Botulinum toxin is based on a protein complex, a product of Clostridium botulinum bacteria. In cosmetology, such injections can be used to get rid of wrinkles. The active muscles that form the wrinkles are relaxed, causing a skin surface to smooth out. Anti-aging procedures give a quick effect, which lasts approximately 4-8 months. How long the result will endure depends on the selected drug containing botulinum toxin and the patient’s individual characteristics. With the systematic use of botulinum toxin injections, the muscles are relaxed, and new wrinkles are not formed. Remember, I mentioned ophthalmologist Alan Scott, who first tested botulinum toxin on his patients? Many doctors followed his example, and even then, an interesting side effect was noticed. In the areas of facial injections, wrinkles, such as the brow folds on the forehead or folds in the corners of the mouth, miraculously disappeared. Thus, the patient not only got rid of his health problems but also gained a relaxed and friendly facial expression.

In 1989, the FDA officially approved the use of botulinum toxin to treat conditions associated with involuntary muscle contractions. Although wrinkles were not yet on the list of indications for this drug, more and more doctors began to use this substance off-label. It took 13 years until finally, in 2002, the FDA approved the cosmetic use of botulinum toxin for the removal of facial wrinkles on the forehead and around the eyes. And I would say it was a real breakthrough.

Be Careful

However, there are several points that are important to be aware of before visiting the clinic. First, the injection of botulinum toxin can only be performed by a cosmetologist! Also, they must have a certificate confirming they’re allowed to conduct such procedures. The quality of the drugs chosen by a doctor is also essential. The specialist that my cousin Jeannette visited knows a lot about it. When ordering medications from fillersmarket.com, he can be sure without any doubt, the procedure will be successful.

After Injections

The injection of botulinum toxin can be easily tolerated by almost anyone. The procedure itself proceeds with minimal discomfort and takes no more than 20-30 minutes; the drug is injected with a thin needle. Ideally, after such injections, there is no trace on the skin. But it is worth realizing that any, even the gentlest impact on the skin, can traumatize it. For example, after injections of botulinum toxin, there may be small red-blue dots or subcutaneous bruises that will remain on the skin for a couple of days. This is okay, so don’t blame your doctor for that.
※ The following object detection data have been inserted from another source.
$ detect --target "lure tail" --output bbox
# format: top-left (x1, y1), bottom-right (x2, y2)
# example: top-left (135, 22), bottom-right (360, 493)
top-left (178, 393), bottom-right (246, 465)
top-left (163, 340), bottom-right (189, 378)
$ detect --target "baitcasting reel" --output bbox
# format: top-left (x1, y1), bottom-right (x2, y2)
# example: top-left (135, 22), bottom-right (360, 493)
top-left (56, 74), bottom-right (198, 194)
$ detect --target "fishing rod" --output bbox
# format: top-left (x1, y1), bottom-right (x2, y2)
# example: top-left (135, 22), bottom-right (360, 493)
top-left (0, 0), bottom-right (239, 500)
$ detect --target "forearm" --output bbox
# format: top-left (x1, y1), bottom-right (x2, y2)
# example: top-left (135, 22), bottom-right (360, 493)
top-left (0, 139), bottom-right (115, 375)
The final result of the procedure depends on how responsibly the patient refers to the recommendations for the recovery period. Rules are quite simple; see it for yourself. After injections of botulinum toxin, you shouldn’t expose your body to high temperatures. For a couple of weeks, avoid hot baths, saunas, and spa procedures. For the first week, limit physical activity and alcohol. And yes, you shouldn’t scratch and touch the injection area, even if you really want to. This way, you will prevent the migration of botulinum toxin and avoid negative aesthetic consequences.

Happy Ending

And finally, a few words about my cousin’s visit to the cosmetologist. She came out of his office feeling happy — I didn’t expect to see her like that. She was there for about an hour, and as it turned out, she decided to have a botulinum toxin injection. I couldn’t help but smile and asked her if she’s afraid to die right now. “No, I’m not,” replied Jeannette. That’s how I knew this wasn’t her last injection.